Humiliating, Brutal and Cruel Treatment / Laritza Diversent

Laura Álvarez Rojas, a Cuban woman resident in South Africa, in less than nine months lost two of her loved ones. Her brother, Alberto Álvarez Rojas, a resident in the island, died last March 13th, in a car accident in that country.

“When I had not yet recovered from the pain of losing my mother, I found myself unprotected and enormously depressed at the death of my brother”, wrote Alvarez Rojas in a letter to some of her friends. She decided to take the remains to her motherland and share such a painful loss with her relatives in Cuba.

She went through all the bureaucratic requirements demanded by the Immigration and Foreign Department to go to the island. She had her passport extended, also had legalized her brother’s death certificate and paid all the consular tariffs. Last March 23rd, she left the African continent with the flight KL 0592 and landed in Cuba the ext day at 6.00 pm.

She was surprised when an immigration officer told her at the window, that she was not allowed into the country and did not know the reasons. In a separate office she asked them to check her name. In the year 2011 she visited Cuba twice without any trouble. She did not come to have holidays. Her mother was suffering from a terminal liver cancer. “You can not come in and that is all, your embassy in South Africa is the one responsible to explain the reasons”, answered the officer.

The officer tried to find out why the entry was denied. “Did you pay your tariffs at the immigration office in Cuba?”, she asked. “Yes, I did”, answered Laura. “Did you fight with anyone?”, she asked again. “Never, neither before nor later”, she rejected. “Did you visit some places?”, she continued asking. “My visits were to the hospital to transfuse my mother, to immigration and to the airport”, she refuted.

In a bag she had Alberto’s remains. “To the persons whose entrance to Cuba is denied, the luggage is not allowed”, added the immigration officer. “Ask the embassy to send the remains of your brother using diplomatic mail, she woman advised.

Desperate, she phoned her husband, a doctor who deserted and who had been working for approximately 10 years in South Africa, her sister who was waiting for her outside and the consul of her embassy. “Turn off the phone, you can not communicate with anyone else”, the officer advised to her. The woman “became furious and took my phone”, added Alvarez Rojas.

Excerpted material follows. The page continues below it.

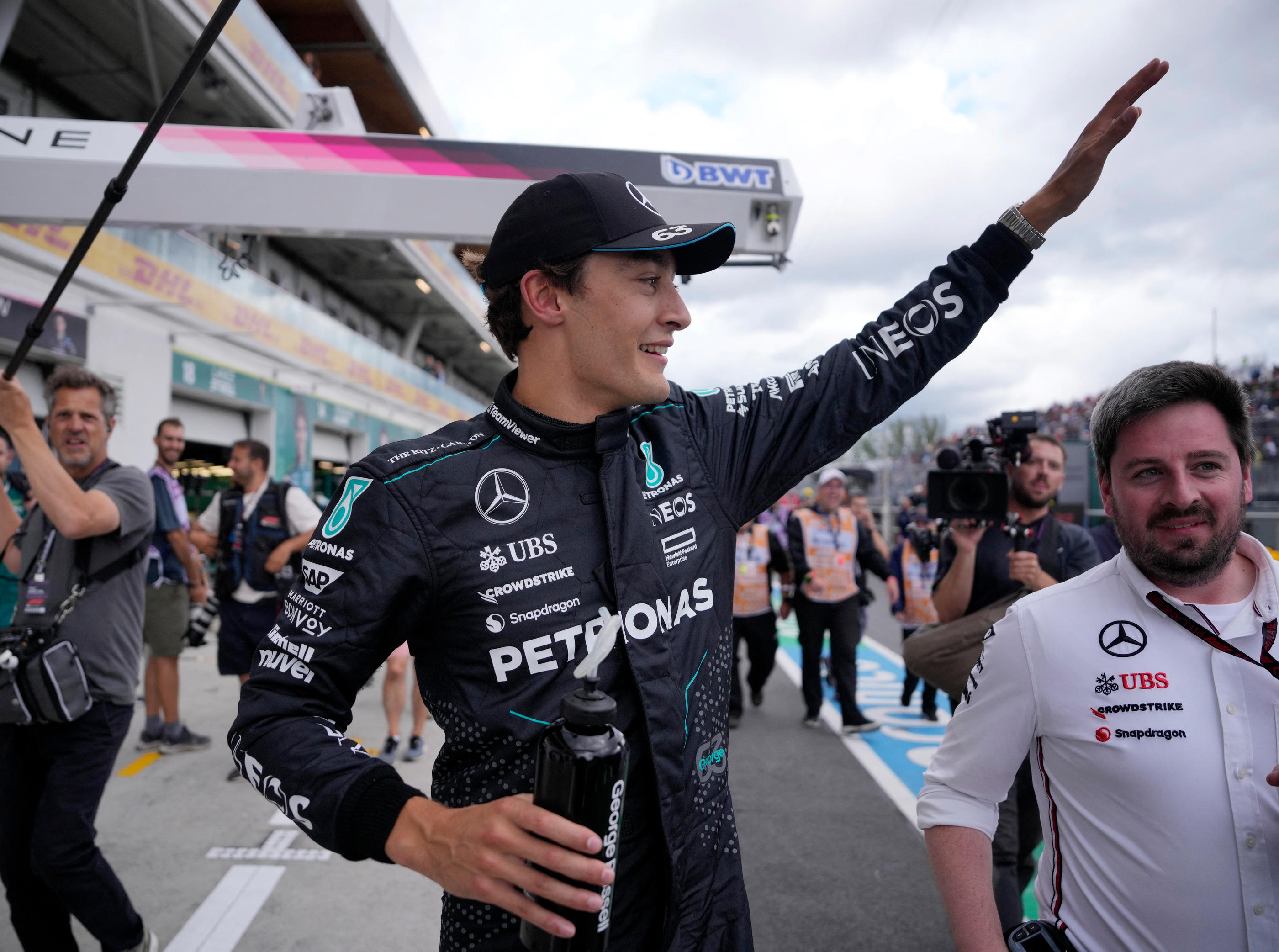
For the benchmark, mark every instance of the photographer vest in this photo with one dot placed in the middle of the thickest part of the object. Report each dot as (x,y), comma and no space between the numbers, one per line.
(751,590)
(245,544)
(830,550)
(917,579)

Laura insisted in bringing in her brother’s remains. “They saw me like a crazy one talking to all officers, I was locked in an office and some body took me by the neck, breaking my rosary”, she stated.

In spite of the mistreatment and physical aggressions, she insisted on her purpose. “I kneeled and begged to give the remains of my brother to my sister who was waiting outside, I could be returned, I did not care”, she insisted to another officer who was watching her in the office.

Laura did not make it. She was seated in the flight KL 02724 the same day, in the same airplane she had arrived. The pilot was told she was an illegal person for being delinquent in Cuba. The man was furious when the young lady showed her papers in order, the ashes of her brother’s and the death certificate of the embassy.

The pilot complained. It was not the first time it happened. “I was returned without a pre-ticket so that once in Holland I had to pay my ticket to South Africa again”, argued Alvarez Rojas. He refused to board her without the ticket and warned he would report Cuba through his airline, for the frequent abuse to its citizens.

The crew tried hard to assist her. “They made me feel like a person since the treatment received in my country was that of an animal”, she continues. “I was not carrying a dead dog, I was carrying a part of my Heart”, said Laura in a desperate attempt to find comprehension and solidarity for what had happened to her.

“They did not let me cry my pain for my loved ones, neither did they give me the right to hold my sister who was crying desperately on the other side and I was forced to come back here with the remains of my brother, unprotected heart, broken hope, and the biggest disappointment in my life”, she ended.

Laura insists on an explanation at the Cuban embassy in South Africa, although she knows there is no reason for what has no explanation. However, she is wrong when she says no one can understand what she feels. Cuban authorities treat many of its citizens like this. No doubt it is a cruel treatment, brutal and humiliating.